Namun sepertinya takdir berkata lain.
..
Mobil Rey sudah terparkir didepan rumahnya. Ketika masuk rumah, Axelin sangat terkejut ketika mengetahui jika ustadzah Aya ada disana juga.
"Ustadzah, anda disini?" sapa Axelin yang tak dapat mencerna segalanya. Seketika, ia berfikir jika Rey telah menikahi guru yang sangat ia cintai.
"Assalamualaikum, Axelin. Alhamdulillah, kamu terlihat sangat cantik," puji Aya sambil menggendong bayinya.
"Alhamdulillah, ustazah. Semua ini berkat anda."
"Kalian sudah saling kenal?" tanya mama Salamah.
"Iya Tante. Ustazah Aya adalah guru saya di pondok."
"Ooow, jadi mbk ini adalah yang sudah menerima anak saya. Karena menggunakan cadar, saya jadi kurang faham. Maaf ya ustazah," kata ibunya Axelin.
"Ow, alhamdulillah jika begitu. Gak nyangka jika calon menantu saya ternyata sudah sangat dekat dengan putri saya."
"Loh, ustadzah Aya adalah putri Tante?"
"Iya Axelin. Aya ini adalah putri saya. "
"Semuanya. Ada yang aku jelaskan pada kalian," ucap Rey yang membuyarkan obrolan ringan semua orang.
..
Semua orang mendengar dengan seksama penjelasan dari Rey. Kedua orang tua Axelin tidak keberatan jika Rey menolak putri mereka, asalkan Rey menepati janji akan menjadi pendonor di perusahaannya.
Mereka juga sangat berterima kasih karena Rey mau menyekolahkan putrinya.
Setelah semua orang pulang. Tuan Maherndra menatap Rey dengan tajam.
"Apa maksudnya ini, Rey!?" bentak Tuan Maher.

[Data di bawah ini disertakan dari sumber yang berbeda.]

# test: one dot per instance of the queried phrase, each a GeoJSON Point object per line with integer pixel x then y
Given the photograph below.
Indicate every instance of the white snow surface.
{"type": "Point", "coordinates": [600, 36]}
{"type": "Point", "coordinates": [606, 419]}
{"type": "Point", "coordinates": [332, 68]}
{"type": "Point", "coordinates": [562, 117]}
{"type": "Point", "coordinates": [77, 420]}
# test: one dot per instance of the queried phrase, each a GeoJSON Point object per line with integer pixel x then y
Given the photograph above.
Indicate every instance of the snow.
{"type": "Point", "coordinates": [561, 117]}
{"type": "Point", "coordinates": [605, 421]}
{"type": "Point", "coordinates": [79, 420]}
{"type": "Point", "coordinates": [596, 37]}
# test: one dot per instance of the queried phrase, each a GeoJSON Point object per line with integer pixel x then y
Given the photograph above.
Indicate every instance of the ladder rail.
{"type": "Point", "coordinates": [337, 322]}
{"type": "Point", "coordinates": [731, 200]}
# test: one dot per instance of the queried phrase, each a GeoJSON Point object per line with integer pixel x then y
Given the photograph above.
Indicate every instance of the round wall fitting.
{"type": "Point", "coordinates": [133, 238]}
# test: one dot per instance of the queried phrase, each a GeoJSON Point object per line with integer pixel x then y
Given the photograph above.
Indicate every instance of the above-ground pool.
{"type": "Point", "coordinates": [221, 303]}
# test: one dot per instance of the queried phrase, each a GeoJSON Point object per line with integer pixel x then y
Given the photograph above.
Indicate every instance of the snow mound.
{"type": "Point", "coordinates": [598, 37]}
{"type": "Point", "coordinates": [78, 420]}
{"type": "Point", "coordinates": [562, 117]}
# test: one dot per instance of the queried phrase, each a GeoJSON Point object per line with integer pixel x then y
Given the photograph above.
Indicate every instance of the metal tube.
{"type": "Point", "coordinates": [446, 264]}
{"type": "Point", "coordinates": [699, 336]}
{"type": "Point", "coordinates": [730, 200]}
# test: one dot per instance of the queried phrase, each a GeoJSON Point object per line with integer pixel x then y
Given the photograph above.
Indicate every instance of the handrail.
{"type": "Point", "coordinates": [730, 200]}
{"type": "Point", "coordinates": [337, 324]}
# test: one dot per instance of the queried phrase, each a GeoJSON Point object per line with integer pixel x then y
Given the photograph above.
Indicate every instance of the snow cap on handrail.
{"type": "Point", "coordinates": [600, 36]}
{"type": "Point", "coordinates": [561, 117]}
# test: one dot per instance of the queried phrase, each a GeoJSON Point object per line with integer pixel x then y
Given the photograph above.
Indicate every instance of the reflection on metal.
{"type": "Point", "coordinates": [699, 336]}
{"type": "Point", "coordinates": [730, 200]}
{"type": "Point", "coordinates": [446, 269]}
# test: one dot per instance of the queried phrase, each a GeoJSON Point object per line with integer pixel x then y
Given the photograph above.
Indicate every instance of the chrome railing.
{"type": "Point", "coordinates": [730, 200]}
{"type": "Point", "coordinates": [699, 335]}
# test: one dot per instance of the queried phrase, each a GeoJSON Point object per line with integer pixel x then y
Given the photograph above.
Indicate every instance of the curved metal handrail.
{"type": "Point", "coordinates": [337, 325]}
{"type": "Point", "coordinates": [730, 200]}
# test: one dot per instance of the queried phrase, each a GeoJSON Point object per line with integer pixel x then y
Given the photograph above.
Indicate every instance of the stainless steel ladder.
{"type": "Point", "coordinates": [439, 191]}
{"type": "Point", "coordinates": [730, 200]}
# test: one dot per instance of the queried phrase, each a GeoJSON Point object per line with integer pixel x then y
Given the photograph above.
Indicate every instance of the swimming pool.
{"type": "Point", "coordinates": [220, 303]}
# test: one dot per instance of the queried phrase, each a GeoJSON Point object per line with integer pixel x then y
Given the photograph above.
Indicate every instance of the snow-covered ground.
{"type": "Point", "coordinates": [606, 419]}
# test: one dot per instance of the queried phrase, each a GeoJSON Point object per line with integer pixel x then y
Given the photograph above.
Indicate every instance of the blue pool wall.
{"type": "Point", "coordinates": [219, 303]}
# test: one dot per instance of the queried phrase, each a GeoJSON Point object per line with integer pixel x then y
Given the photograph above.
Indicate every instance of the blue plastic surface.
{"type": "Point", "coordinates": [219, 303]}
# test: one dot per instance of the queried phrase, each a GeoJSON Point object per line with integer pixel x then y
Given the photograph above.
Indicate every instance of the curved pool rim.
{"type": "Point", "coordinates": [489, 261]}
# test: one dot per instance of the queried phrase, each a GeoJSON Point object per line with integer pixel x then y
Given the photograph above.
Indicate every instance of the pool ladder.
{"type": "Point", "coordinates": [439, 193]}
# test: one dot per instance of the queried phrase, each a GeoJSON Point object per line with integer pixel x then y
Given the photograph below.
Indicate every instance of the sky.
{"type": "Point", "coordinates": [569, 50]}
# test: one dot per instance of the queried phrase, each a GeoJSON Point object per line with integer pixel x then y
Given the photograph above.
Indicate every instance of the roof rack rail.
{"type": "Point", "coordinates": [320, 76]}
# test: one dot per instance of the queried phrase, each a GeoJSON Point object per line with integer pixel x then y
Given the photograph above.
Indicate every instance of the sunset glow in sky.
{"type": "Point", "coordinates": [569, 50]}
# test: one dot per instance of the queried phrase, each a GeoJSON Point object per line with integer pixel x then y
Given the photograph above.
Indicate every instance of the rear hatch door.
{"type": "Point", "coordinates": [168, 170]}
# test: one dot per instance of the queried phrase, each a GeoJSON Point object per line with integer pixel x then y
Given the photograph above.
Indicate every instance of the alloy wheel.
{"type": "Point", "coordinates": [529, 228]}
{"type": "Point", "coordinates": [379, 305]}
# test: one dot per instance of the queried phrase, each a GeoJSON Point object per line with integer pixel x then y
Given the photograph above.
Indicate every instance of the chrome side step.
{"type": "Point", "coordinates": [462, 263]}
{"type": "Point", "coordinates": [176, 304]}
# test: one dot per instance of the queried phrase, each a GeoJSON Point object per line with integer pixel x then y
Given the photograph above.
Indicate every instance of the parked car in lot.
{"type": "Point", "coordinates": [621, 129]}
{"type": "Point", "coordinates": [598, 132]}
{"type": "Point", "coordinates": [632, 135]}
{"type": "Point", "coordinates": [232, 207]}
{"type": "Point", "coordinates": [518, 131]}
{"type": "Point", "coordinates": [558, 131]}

"Aku tidak akan menikah dengan siapapun sebelum sahabatku bangun. Jika pun aku menikah. Aku memilih sendiri pasangan untuk menjadi ibu dari anakku!?" jawab Rey yang tak kalah geram.
Rey sudah mengatakan dari awal jika dirinya menolak untuk jodohkan. Namun Tuan Maher dan mama Salamah yang tidak tahu apa-apa tentang Axelin, tetap kekeh untuk mempertemukan mereka.
Mama Salamah dan Aya hanya bisa terdiam mendengar keributan antara bapak dan anak.
"Aya, kita masuk kekamar saja yuk. Kasihan Hanifah. Dia harus mendengar sesuatu yang baik, bukan malah mendengarkan kakek dan oomnya bertengkar," ucap Mama Salamah yang sebenernya berniat untuk kabur.
Aya hanya mengangguk.
Sebenarnya Aya ingin tinggal di apartemen. Namun mama Salamah menolak karena mengurus pertama tidak mudah. Apalagi tidak Wisnu.
....
Disis lain, dirumah Rey yang berada di komplek. Ayah dan adiknya dengan sibuk mendiamkan Jekli untuk diam. Kedua orang ini tidak ada yang berpengalaman mengasuh bayi.
"Ayah, bagaimana ini. Jekli tetap gak mau diam!" keluh Mora.
Namun Ayah Yonoto malah sibuk menatap ponselnya. Bukan untuk bersenang-senang, dia sedang mencari baby sister yang benar-benar ampuh mengasuh bayi.